100% Community Control Over Our Shared Home Waters

We believe that decisions about our home waters should be driven by community values, not dictated by the interests of multinational corporations. Read more about our goal.

We have come together as local residents with diverse histories in the Fraser Valley. Some of us are First Nations peoples, and our families’ ancestors have lived on these territories for millennia. Some of us have just begun calling the Fraser Valley region home. We are teachers, students, fishers, business owners, gardeners and doctors. We have come together as parents, grandparents and children to protect our shared Home Waters and the wealth they provide. We plan to stay in this region, living together.

‘Wealth’ is having a home that you love and take pride in. Wealth is being connected and living in a community with shared values that recognizes why life in our region is so special.

Our water wealth is all around us. It is the pride we feel in the lakes, rivers and streams that we know so well. It’s spending time with our families at Cultus Lake or taking an evening stroll along the shore of the Fraser.

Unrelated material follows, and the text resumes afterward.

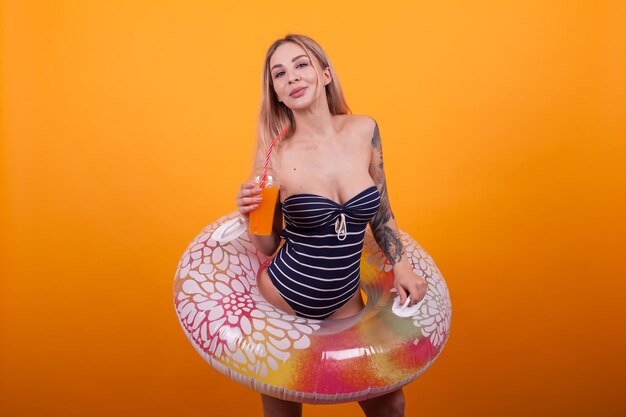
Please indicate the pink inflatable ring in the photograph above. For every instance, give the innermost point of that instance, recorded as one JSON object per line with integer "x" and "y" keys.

It is the awe of watching millions of salmon run up the Harrison River at Agassiz and then seeing thousands of bald eagles follow them. Our water wealth is in the sudden landscape changes at Hope, where canyon turns into valley; and the time spent knee-deep fly fishing in the Vedder River. It is the rejuvenation that comes through ceremonies with water and the generations of knowledge upheld in the relationships between our families and the local waterways.

Sadly, our water wealth is facing urgent threats:

  • The proposed new Kinder Morgan bitumen pipeline that would cut through our waterways and aquifers. Construction will damage the ecosystem, and a spill would be devastating.
  • Large-scale gravel mining, and mining gravel straight from the Fraser River. Recent corporate activities are unsustainable and threaten some of the richest salmon spawning locations in the world.
  • Unplanned urban expansion and intensive agricultural practices. Without a clear plan, these activities can threaten our drinking water sources and pollute the habitats of countless species of fish, birds, plants and animals.
  • Massive groundwater withdrawals by companies like Nestle. BC is one of the last jurisdictions in the world to not have groundwater legislation, which means there is a complete absence of monitoring of industrial uses to ensure adequate protections for aquifers and other underground water sources. We need to bring water law in BC into the 21st century.

We believe in a strong, sustainable economy that it is based on businesses that behave as though we are planning to stay. We are against an economy where large, foreign-owned multinationals extract the wealth and leave our communities to pay the costs.

We recognize that the long-term protection of the home waters that sustain us all can only be achieved through the recognition of First Nations rights and title. We believe collaborative work, using innovative tools, will bring about the needed change to protect against the imminent threats facing the waters which bind us all.

We want to change how decisions happen so that the water wealth we have grown up with is preserved for our communities, and for the benefit of our children and grandchildren.